Enter the PSO-RITE, an invention by former college football linebacker Mac Mollohan. They first debuted it in 2017, and it’s understandable if you haven’t heard of it. The tool doesn’t have the front-page panache of other recovery tools, like percussive therapy guns or massage sleeves. It’s just a one-pound hunk of plastic, shaped like a goal, with two knobs on either end. On the bottom there are grips to hold it in place against the floor, and grooves for you to hold it against your body. That’s it. When I first took the PSO-RITE out of the box that simplicity threw me for a loop. Where do I even put this thing? The clue, of course, is in the name.

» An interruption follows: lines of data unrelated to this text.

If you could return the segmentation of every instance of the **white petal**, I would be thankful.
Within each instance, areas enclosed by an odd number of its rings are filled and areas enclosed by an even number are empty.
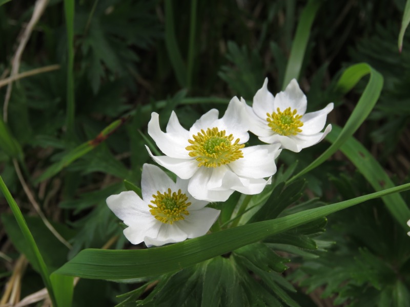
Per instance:
[[[189,129],[190,138],[191,138],[193,135],[196,135],[201,129],[206,131],[208,128],[213,128],[214,123],[218,119],[219,114],[218,110],[212,109],[201,116]]]
[[[189,131],[181,125],[174,111],[171,113],[170,120],[167,125],[167,133],[180,135],[187,139],[189,137]]]
[[[178,226],[190,238],[203,235],[219,216],[220,210],[212,208],[203,208],[190,211],[185,220],[178,221]]]
[[[156,194],[158,191],[163,193],[169,188],[174,191],[175,183],[159,167],[147,163],[142,165],[141,190],[145,202],[149,203],[153,194]]]
[[[145,146],[151,158],[158,164],[169,169],[177,176],[182,179],[189,179],[198,170],[198,161],[191,158],[188,159],[176,159],[167,156],[156,157],[151,152],[147,146]]]
[[[333,103],[331,103],[321,110],[303,115],[301,119],[303,125],[300,127],[300,134],[306,135],[320,132],[324,127],[327,114],[333,109]]]
[[[167,156],[179,159],[189,158],[189,152],[185,149],[189,145],[188,131],[184,135],[164,133],[159,127],[159,116],[155,112],[151,114],[151,120],[148,123],[148,134]]]
[[[276,95],[274,104],[274,110],[275,112],[277,108],[283,112],[291,107],[291,110],[297,110],[298,115],[303,115],[306,112],[308,101],[296,80],[293,79],[284,92],[281,92]]]
[[[273,133],[268,125],[265,116],[264,119],[258,117],[253,109],[245,103],[245,111],[248,116],[247,120],[249,121],[249,130],[258,137],[268,137]]]
[[[263,178],[276,172],[275,159],[281,150],[280,144],[259,145],[242,149],[243,158],[229,164],[229,167],[239,176]]]
[[[274,143],[280,143],[281,148],[285,148],[295,152],[299,152],[301,149],[298,149],[297,142],[296,140],[290,137],[281,136],[278,134],[274,134],[266,137],[260,137],[259,140],[264,143],[268,144],[273,144]]]
[[[134,191],[125,191],[111,195],[106,202],[114,214],[127,225],[139,218],[152,217],[148,204]]]
[[[201,167],[189,181],[188,191],[194,198],[208,202],[224,202],[233,190],[211,190],[206,188],[212,174],[212,170]]]
[[[274,101],[273,95],[268,90],[268,78],[265,78],[262,87],[253,97],[252,108],[255,114],[261,119],[266,120],[266,113],[272,114],[276,111],[274,109]]]
[[[188,207],[188,210],[191,212],[191,210],[199,210],[205,207],[209,204],[208,202],[205,201],[199,201],[192,197],[192,195],[188,192],[188,183],[189,180],[185,180],[181,179],[179,177],[176,178],[176,184],[175,184],[176,190],[180,189],[181,192],[185,194],[188,198],[188,202],[191,203],[189,207]]]
[[[140,221],[132,226],[124,229],[123,233],[125,237],[132,244],[139,244],[144,240],[147,236],[156,237],[161,223],[154,218]]]
[[[225,114],[220,120],[223,123],[224,128],[229,129],[230,133],[234,136],[238,135],[237,137],[240,137],[239,135],[246,133],[249,129],[249,123],[247,121],[247,119],[244,105],[238,97],[234,97],[231,99]],[[247,141],[248,140],[244,142]]]
[[[292,150],[299,152],[303,148],[305,148],[315,145],[323,140],[324,137],[332,130],[332,125],[329,124],[326,127],[323,132],[319,132],[314,135],[304,136],[299,134],[295,137],[292,137],[292,140],[295,142],[297,147],[297,150]],[[283,147],[283,148],[285,148]]]
[[[269,177],[268,180],[262,179],[254,179],[251,178],[250,179],[241,177],[239,177],[239,179],[242,182],[242,185],[233,187],[232,188],[243,194],[248,195],[259,194],[263,190],[266,185],[271,184],[272,182],[272,177]]]
[[[161,224],[156,237],[147,236],[144,238],[144,242],[147,247],[150,247],[153,245],[161,246],[167,243],[181,242],[187,239],[188,237],[187,234],[180,229],[175,223],[172,225]]]

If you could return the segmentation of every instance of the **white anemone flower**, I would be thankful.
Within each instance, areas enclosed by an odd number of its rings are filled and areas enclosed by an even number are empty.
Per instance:
[[[188,191],[197,199],[222,202],[234,191],[258,194],[271,183],[276,172],[275,159],[281,150],[279,144],[245,147],[249,134],[244,112],[234,97],[221,118],[212,109],[188,130],[173,112],[166,133],[153,112],[148,134],[166,156],[154,156],[147,148],[158,164],[189,180]]]
[[[142,241],[148,247],[180,242],[203,235],[220,210],[208,208],[203,201],[187,191],[188,181],[174,182],[158,166],[142,166],[142,199],[133,191],[107,199],[107,204],[128,226],[124,235],[133,244]]]
[[[281,148],[299,152],[303,148],[319,143],[332,130],[328,125],[323,132],[327,114],[333,109],[333,103],[324,108],[305,113],[306,96],[292,79],[284,92],[274,97],[268,90],[268,78],[253,98],[252,107],[246,104],[251,122],[249,130],[264,143],[280,143]]]

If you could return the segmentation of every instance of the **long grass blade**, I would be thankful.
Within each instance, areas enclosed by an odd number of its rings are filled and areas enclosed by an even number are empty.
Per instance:
[[[286,67],[282,85],[282,90],[286,88],[292,79],[298,79],[299,77],[302,63],[303,62],[306,47],[309,40],[312,25],[321,3],[320,0],[310,0],[300,15],[300,20],[296,29],[291,54]]]
[[[196,30],[197,0],[191,1],[191,20],[189,27],[189,47],[188,49],[188,86],[190,89],[192,85],[192,71],[194,69],[194,56],[195,55],[195,32]]]
[[[331,143],[336,140],[341,128],[333,126],[332,131],[326,137]],[[359,171],[376,191],[395,186],[386,172],[367,150],[353,137],[350,138],[340,148],[340,150],[355,165]],[[392,215],[406,230],[406,223],[410,220],[410,209],[400,194],[391,194],[382,198],[382,200]]]
[[[323,163],[356,132],[367,117],[379,99],[383,87],[383,77],[380,74],[365,63],[356,64],[344,71],[339,79],[336,89],[337,92],[344,94],[350,91],[364,76],[368,74],[370,74],[370,79],[364,91],[337,139],[324,152],[304,169],[291,178],[288,183]]]
[[[401,21],[401,28],[399,33],[399,40],[398,42],[399,51],[401,52],[403,49],[403,38],[404,37],[404,33],[406,32],[408,24],[410,23],[410,0],[407,0],[404,12],[403,13],[403,19]]]
[[[410,183],[159,248],[139,250],[86,249],[53,274],[114,280],[162,274],[225,254],[363,202],[408,189]]]
[[[165,1],[165,44],[178,82],[181,87],[184,87],[187,86],[187,68],[175,36],[171,0]]]
[[[49,272],[46,266],[46,263],[44,262],[44,259],[42,254],[40,253],[40,251],[38,250],[37,244],[36,244],[34,238],[33,237],[33,235],[31,234],[30,229],[29,229],[27,226],[27,224],[26,223],[26,221],[23,216],[20,208],[18,208],[18,206],[17,206],[16,203],[14,199],[13,198],[11,194],[10,194],[10,191],[9,191],[9,189],[6,186],[6,184],[4,183],[4,181],[3,181],[1,176],[0,176],[0,190],[1,190],[3,195],[4,195],[4,197],[6,198],[6,200],[7,201],[9,206],[10,206],[11,211],[13,212],[13,214],[14,215],[14,217],[15,217],[17,223],[18,224],[18,227],[20,228],[20,229],[21,229],[24,238],[27,241],[27,245],[30,247],[30,248],[32,251],[33,254],[35,255],[35,261],[37,262],[36,264],[37,267],[39,268],[39,272],[43,281],[44,282],[46,288],[47,288],[52,301],[54,305],[56,306],[54,292],[49,277]]]
[[[75,114],[74,84],[74,0],[64,0],[64,11],[67,34],[67,115],[66,124],[69,138],[74,135]]]

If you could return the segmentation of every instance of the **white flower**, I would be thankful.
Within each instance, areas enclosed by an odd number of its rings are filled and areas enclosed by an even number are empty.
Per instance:
[[[218,118],[218,110],[212,109],[189,131],[173,112],[165,133],[158,116],[152,113],[148,134],[166,156],[154,156],[147,148],[157,163],[189,179],[188,191],[195,198],[224,201],[234,191],[258,194],[271,183],[279,145],[244,147],[249,139],[248,121],[237,98],[231,100],[222,118]]]
[[[264,143],[280,143],[281,148],[299,152],[319,143],[332,130],[329,124],[323,132],[327,115],[333,103],[316,112],[306,113],[306,96],[297,81],[292,79],[284,92],[276,97],[268,90],[268,78],[256,92],[253,104],[245,106],[251,124],[249,130]]]
[[[206,208],[207,202],[187,191],[188,181],[174,182],[158,166],[142,166],[142,199],[133,191],[107,199],[107,204],[128,228],[124,235],[133,244],[148,247],[180,242],[205,234],[220,210]]]

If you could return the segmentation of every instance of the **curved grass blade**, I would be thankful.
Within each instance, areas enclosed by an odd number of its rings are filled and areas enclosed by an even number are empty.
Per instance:
[[[74,85],[74,0],[64,0],[64,11],[67,32],[67,125],[69,137],[74,134],[74,122],[75,113]]]
[[[408,189],[410,183],[159,248],[139,250],[86,249],[53,274],[112,280],[160,275],[193,266],[363,202]]]
[[[371,66],[361,63],[351,66],[343,72],[336,84],[335,91],[341,94],[346,94],[363,76],[370,74],[370,79],[352,115],[336,140],[324,152],[300,172],[291,178],[287,183],[312,170],[323,163],[336,152],[343,144],[351,137],[367,118],[380,96],[383,87],[383,77]]]
[[[58,162],[56,162],[47,168],[44,173],[35,180],[35,183],[38,183],[54,176],[77,159],[81,158],[89,151],[93,150],[114,133],[125,122],[126,120],[125,118],[122,118],[111,123],[106,127],[95,139],[83,143],[68,152]]]
[[[300,20],[296,29],[295,38],[292,45],[291,54],[288,61],[285,76],[282,85],[284,90],[294,78],[297,79],[300,73],[302,63],[309,40],[311,29],[316,13],[320,6],[320,0],[310,0],[300,15]]]
[[[165,45],[168,51],[171,63],[174,68],[179,85],[187,86],[187,68],[178,48],[175,29],[174,26],[174,13],[172,12],[172,1],[165,1]]]
[[[410,23],[410,0],[407,0],[406,6],[404,8],[404,12],[403,13],[403,19],[401,20],[401,28],[400,33],[399,34],[399,51],[401,52],[403,49],[403,38],[404,37],[404,32],[406,32],[408,24]]]
[[[39,268],[40,274],[41,275],[43,282],[44,282],[44,285],[46,286],[46,288],[47,288],[50,298],[53,302],[53,305],[57,306],[57,304],[55,304],[55,298],[51,285],[51,281],[49,277],[49,273],[47,266],[46,265],[46,263],[44,262],[44,259],[43,258],[43,256],[40,253],[40,251],[38,250],[37,244],[36,244],[34,238],[33,237],[33,235],[31,234],[30,229],[29,229],[27,226],[27,224],[24,220],[24,217],[22,214],[22,211],[20,211],[20,208],[18,208],[18,206],[17,206],[16,203],[14,199],[13,198],[11,194],[10,194],[10,191],[9,191],[9,189],[6,186],[6,184],[4,183],[1,176],[0,176],[0,190],[1,190],[3,195],[4,195],[4,197],[6,198],[6,200],[7,201],[9,206],[10,206],[10,209],[13,212],[13,214],[14,215],[14,217],[15,217],[16,221],[17,221],[18,227],[20,227],[20,229],[22,230],[22,232],[24,236],[27,245],[32,250],[33,254],[34,255],[35,260],[37,262],[37,266]]]
[[[334,143],[341,128],[337,126],[332,128],[326,140]],[[390,178],[377,161],[367,150],[354,138],[350,138],[339,148],[355,165],[359,171],[376,191],[395,186]],[[402,227],[408,230],[406,223],[410,220],[410,209],[400,194],[392,194],[382,197],[382,200],[393,217]]]

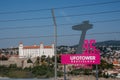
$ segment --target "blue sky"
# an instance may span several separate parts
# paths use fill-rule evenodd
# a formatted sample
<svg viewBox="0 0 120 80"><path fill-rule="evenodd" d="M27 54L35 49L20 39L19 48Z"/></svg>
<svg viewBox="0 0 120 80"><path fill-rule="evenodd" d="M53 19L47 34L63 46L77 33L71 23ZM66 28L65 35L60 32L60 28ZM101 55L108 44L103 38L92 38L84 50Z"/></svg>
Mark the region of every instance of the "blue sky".
<svg viewBox="0 0 120 80"><path fill-rule="evenodd" d="M24 45L33 45L43 42L45 45L50 45L54 42L53 37L44 37L54 35L53 19L51 9L54 9L57 32L58 35L73 35L81 34L80 31L72 30L72 26L82 23L82 21L89 20L93 24L93 29L89 30L86 39L96 39L96 41L105 40L120 40L120 34L97 34L120 32L120 2L109 3L104 5L92 5L73 8L61 8L68 6L80 6L85 4L114 2L119 0L0 0L0 13L7 12L8 14L0 14L0 47L16 47L19 42ZM56 8L61 9L56 9ZM17 11L50 9L36 12L24 13L9 13ZM68 15L80 15L113 11L104 14L92 14L81 16L58 17ZM114 12L116 11L116 12ZM33 19L33 18L50 17L49 19L24 20L24 21L7 21L19 19ZM115 21L116 20L116 21ZM108 21L108 22L100 22ZM60 25L69 24L69 25ZM48 26L46 26L48 25ZM31 27L32 26L32 27ZM37 26L37 27L36 27ZM22 28L21 28L22 27ZM23 28L29 27L29 28ZM5 29L3 29L5 28ZM9 29L13 28L13 29ZM96 34L95 34L96 33ZM94 35L90 35L94 34ZM41 37L38 37L41 36ZM20 37L19 39L10 39ZM34 37L34 38L21 38ZM37 37L37 38L36 38ZM8 38L8 39L4 39ZM58 37L58 45L75 45L79 42L80 35L61 36Z"/></svg>

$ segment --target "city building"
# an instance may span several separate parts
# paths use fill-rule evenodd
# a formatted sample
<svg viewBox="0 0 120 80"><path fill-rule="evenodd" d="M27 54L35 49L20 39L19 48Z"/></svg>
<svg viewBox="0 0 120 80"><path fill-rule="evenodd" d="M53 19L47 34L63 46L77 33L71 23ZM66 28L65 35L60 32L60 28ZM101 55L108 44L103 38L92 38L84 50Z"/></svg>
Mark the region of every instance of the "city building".
<svg viewBox="0 0 120 80"><path fill-rule="evenodd" d="M51 46L44 46L43 43L32 46L24 46L23 43L19 44L19 58L34 58L42 55L46 57L54 56L54 44Z"/></svg>

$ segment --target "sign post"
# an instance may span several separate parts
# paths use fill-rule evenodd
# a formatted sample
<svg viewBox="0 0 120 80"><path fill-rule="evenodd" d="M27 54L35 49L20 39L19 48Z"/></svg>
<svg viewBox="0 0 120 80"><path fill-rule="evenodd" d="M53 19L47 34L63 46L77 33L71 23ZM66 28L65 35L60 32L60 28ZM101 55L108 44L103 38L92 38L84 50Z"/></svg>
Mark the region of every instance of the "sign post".
<svg viewBox="0 0 120 80"><path fill-rule="evenodd" d="M93 45L95 40L85 40L83 45L82 54L62 54L61 63L73 64L73 65L84 65L84 68L88 68L88 65L96 65L96 80L98 80L98 64L100 64L100 51ZM65 67L64 67L65 69Z"/></svg>

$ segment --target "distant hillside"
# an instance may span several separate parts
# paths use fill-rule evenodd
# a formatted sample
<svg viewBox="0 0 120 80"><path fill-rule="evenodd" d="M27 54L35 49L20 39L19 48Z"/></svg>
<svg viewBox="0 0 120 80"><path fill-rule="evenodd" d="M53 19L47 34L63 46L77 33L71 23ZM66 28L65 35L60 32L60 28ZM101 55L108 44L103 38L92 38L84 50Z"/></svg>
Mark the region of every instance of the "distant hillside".
<svg viewBox="0 0 120 80"><path fill-rule="evenodd" d="M96 46L120 46L120 40L108 40L108 41L97 42ZM77 48L78 45L74 45L71 47Z"/></svg>
<svg viewBox="0 0 120 80"><path fill-rule="evenodd" d="M96 46L120 46L120 40L109 40L97 42Z"/></svg>

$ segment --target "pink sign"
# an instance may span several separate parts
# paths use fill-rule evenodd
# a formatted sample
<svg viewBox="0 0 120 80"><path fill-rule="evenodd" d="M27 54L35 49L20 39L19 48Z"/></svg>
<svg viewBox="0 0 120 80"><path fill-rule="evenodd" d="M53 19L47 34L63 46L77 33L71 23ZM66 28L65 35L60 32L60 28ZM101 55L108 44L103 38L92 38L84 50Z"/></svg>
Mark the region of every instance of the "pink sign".
<svg viewBox="0 0 120 80"><path fill-rule="evenodd" d="M100 51L96 49L96 41L85 40L82 54L63 54L61 55L62 64L100 64Z"/></svg>
<svg viewBox="0 0 120 80"><path fill-rule="evenodd" d="M99 54L63 54L62 64L100 64Z"/></svg>

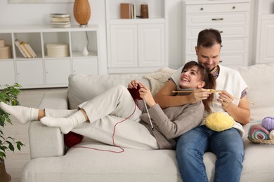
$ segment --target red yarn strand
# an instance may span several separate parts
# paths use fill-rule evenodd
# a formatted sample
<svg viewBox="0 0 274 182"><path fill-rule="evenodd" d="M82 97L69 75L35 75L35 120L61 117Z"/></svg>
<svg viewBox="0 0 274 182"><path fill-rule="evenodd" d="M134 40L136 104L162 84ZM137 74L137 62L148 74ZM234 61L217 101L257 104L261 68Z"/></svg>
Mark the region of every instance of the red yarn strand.
<svg viewBox="0 0 274 182"><path fill-rule="evenodd" d="M114 146L119 148L121 149L120 151L114 151L114 150L110 150L99 149L99 148L88 147L88 146L74 146L72 147L74 147L74 148L88 148L88 149L91 149L91 150L96 150L103 151L103 152L111 152L111 153L123 153L124 151L124 149L122 147L116 145L116 144L115 144L115 137L116 127L117 126L118 124L120 124L120 123L127 120L130 117L131 117L133 115L133 113L135 113L136 111L136 104L135 104L135 108L134 108L133 112L129 117L126 118L125 119L122 120L122 121L116 122L115 127L113 127L112 144L113 144Z"/></svg>

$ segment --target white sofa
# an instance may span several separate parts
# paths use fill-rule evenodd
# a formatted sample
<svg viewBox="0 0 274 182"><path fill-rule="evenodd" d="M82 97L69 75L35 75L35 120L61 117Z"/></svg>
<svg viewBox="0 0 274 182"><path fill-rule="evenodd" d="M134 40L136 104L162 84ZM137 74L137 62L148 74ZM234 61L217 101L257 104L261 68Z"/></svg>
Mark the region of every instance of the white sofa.
<svg viewBox="0 0 274 182"><path fill-rule="evenodd" d="M249 86L249 100L255 102L255 105L250 105L251 122L274 115L274 64L235 69ZM155 92L173 71L169 69L162 71L145 75L146 78L136 74L73 75L69 78L68 92L48 94L40 108L75 108L115 85L126 85L132 78L141 80ZM244 127L245 156L240 181L273 181L274 146L249 141L249 126ZM22 181L182 181L175 150L125 148L124 153L113 153L89 148L66 148L60 130L45 127L39 121L31 122L29 134L32 159L24 167ZM119 150L89 139L84 139L77 146ZM204 160L209 179L213 181L216 158L213 153L207 153Z"/></svg>

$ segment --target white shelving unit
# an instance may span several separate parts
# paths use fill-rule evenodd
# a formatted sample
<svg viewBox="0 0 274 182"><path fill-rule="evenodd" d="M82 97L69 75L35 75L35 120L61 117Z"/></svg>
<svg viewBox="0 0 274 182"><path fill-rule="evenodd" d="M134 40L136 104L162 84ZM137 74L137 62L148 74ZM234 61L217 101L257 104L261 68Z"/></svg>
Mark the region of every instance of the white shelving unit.
<svg viewBox="0 0 274 182"><path fill-rule="evenodd" d="M23 88L67 87L71 74L98 75L99 62L98 27L52 28L28 26L0 28L0 39L11 46L12 57L0 59L0 85L18 83ZM16 46L15 39L30 43L37 55L25 58ZM47 55L46 44L65 43L69 55L52 57ZM89 55L82 54L86 46Z"/></svg>
<svg viewBox="0 0 274 182"><path fill-rule="evenodd" d="M274 0L255 1L255 64L274 62Z"/></svg>
<svg viewBox="0 0 274 182"><path fill-rule="evenodd" d="M199 32L213 28L222 36L221 64L247 66L250 0L183 0L183 59L197 61L195 47Z"/></svg>
<svg viewBox="0 0 274 182"><path fill-rule="evenodd" d="M120 4L141 2L149 18L120 19ZM105 0L108 73L145 73L168 65L167 0Z"/></svg>

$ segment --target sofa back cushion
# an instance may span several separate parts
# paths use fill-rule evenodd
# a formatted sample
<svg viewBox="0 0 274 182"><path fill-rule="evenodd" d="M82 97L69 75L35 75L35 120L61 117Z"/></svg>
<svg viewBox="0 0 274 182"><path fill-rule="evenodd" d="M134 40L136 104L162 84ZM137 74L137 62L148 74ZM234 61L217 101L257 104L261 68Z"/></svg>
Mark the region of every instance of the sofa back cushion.
<svg viewBox="0 0 274 182"><path fill-rule="evenodd" d="M274 115L274 64L256 64L234 69L242 75L249 86L247 99L251 122L259 121L266 116Z"/></svg>
<svg viewBox="0 0 274 182"><path fill-rule="evenodd" d="M77 108L79 104L94 98L113 86L117 85L127 86L132 79L141 81L150 87L148 80L140 74L104 76L72 74L68 79L67 97L70 109Z"/></svg>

The PSO-RITE is a damn master at loosening the psoas muscle. It’s a bit counterintuitive, addressing back pain from the front, but keep in mind, the psoas is a deep core muscle. The best way to activate it is to press into it through the abdominal wall. That means laying on your back with the PSO-RITE placed between the bottom of your rib cage and the top of your pelvis, pushing each side of the tool into your core and breathing along slowly. Once you feel comfortable, you can place the PSO-RITE flat on the floor and lie prone atop it, winging your arms up towards your face and resting your head against the ground.
It should definitely be uncomfortable, but if you leave a bruise you’re going too hard. After I progressed to that second stage, I starting holding the position for about 30-60 seconds, breathing all the while, before slowly rising back to a sitting position. The sensation afterwards felt somewhat unfamiliar, but that just speaks to how infrequently any of us try to loosen our psoas muscle. PSO-RITE designed their tool to have the firmness of a masseuse’s elbow, and they nailed it. And fascinatingly, it’s not just an ideal remedy for a sedentary lifestyle; many overactive athletes, from MMA fighters to ultrarunners, have discussed giving the region special attention helps prevent injury and extend training sessions.
Once you’ve gotten a hang of stretching out the PSO-RITE’s namesake muscle, you really can use this thing to address any muscular “hot spot” in the body. It’s a beefed-up version of a lacrosse ball or studded foam roller, able to offer localized support to a sore area. I personally like to double down on the low back and and lay supine with it placed at the bottom of the my spinal cord, but you can place it for tension release under the shoulder blades, or along a glute or calf. The brand even sells mini ones for handling your neck and forearms. Wherever you choose, try to perform traditional stretches in tandem, get out and move, and cut back on the sitting marathons. The PSO-RITE will do its best to erase them, but you work too hard, and this year has been difficult enough, for you to be playing an endless game of catch-up on lower back pain.